What makes Phylicia stand out in a class full of brilliant, driven people is not just where she is going. It is how she is getting there. She is the student who has already figured out something it takes some people years to learn: comparison is a trap, and collaboration is the point.
"We are all working for the same end goal. The competition part is over. It is important to lean on your classmates and work together." — Phylicia McInnis, DVM Candidate, VMCVM Class of 2028
In a field where burnout is a real and present danger, that kind of perspective is not just refreshing. It is necessary.
She clears her head the old-fashioned way: a good meal, a long jog on the trail, music in her ears, and whatever her current TV binge happens to be. The gym is her therapy. Movement is her reset button. And on the hard days, which vet school delivers in abundance, she does not let school follow her home once she closes the books.
On the biggest problem facing the veterinary field, Phylicia does not hesitate. She wants people to understand that pricing in veterinary medicine is not a character flaw. It is a reflection of what it actually costs to deliver high-quality care with the same equipment used in human medicine, for patients who cannot tell you what hurts. "Veterinarians aren't doing that just to take money," she says. "They are doing it to give animals the best chance at being healthy." Coming from someone who still has student loan years ahead of her, that clarity of conviction means everything.
The best advice she ever received?

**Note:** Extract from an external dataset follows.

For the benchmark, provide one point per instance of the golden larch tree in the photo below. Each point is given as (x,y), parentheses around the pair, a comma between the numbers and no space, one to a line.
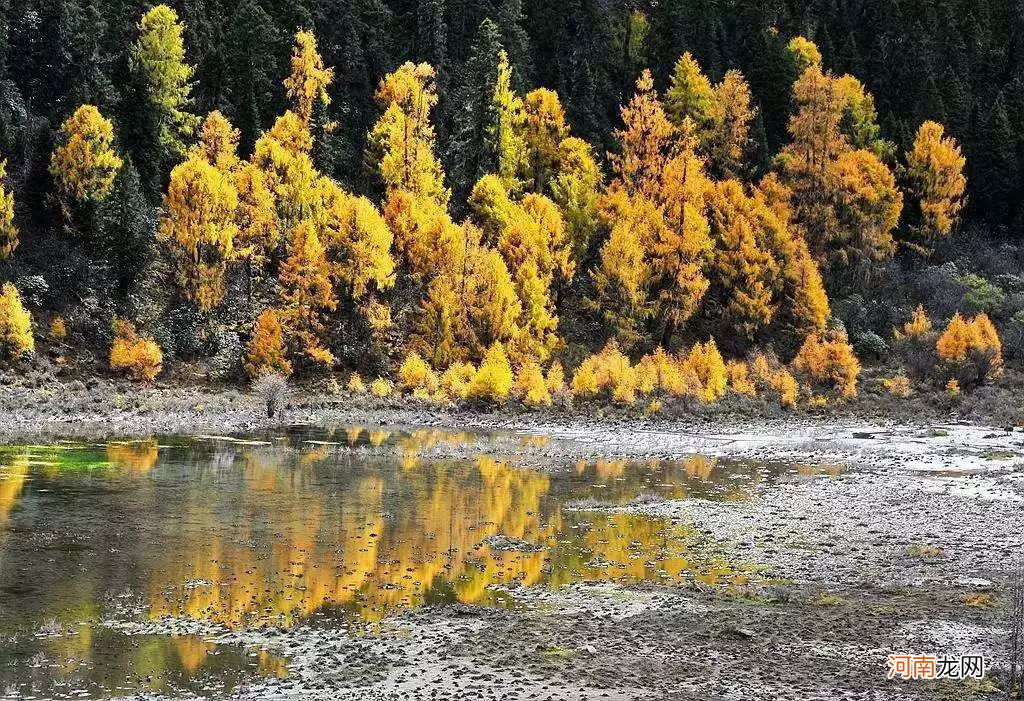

Keep following your own path, no matter who is in the background telling you it is not worth it. She is living proof that it is.
Phylicia McInnis is two years into a journey that will change her life, the lives of her future patients, and, if she has anything to say about it, the community she has never stopped showing up for.
Watch this one. She is just getting started.
Phylicia McInnis is a DVM Candidate, Class of 2028, at Virginia-Maryland College of Veterinary Medicine. She is a member of the Vet Candy Rising Stars Class of 2026.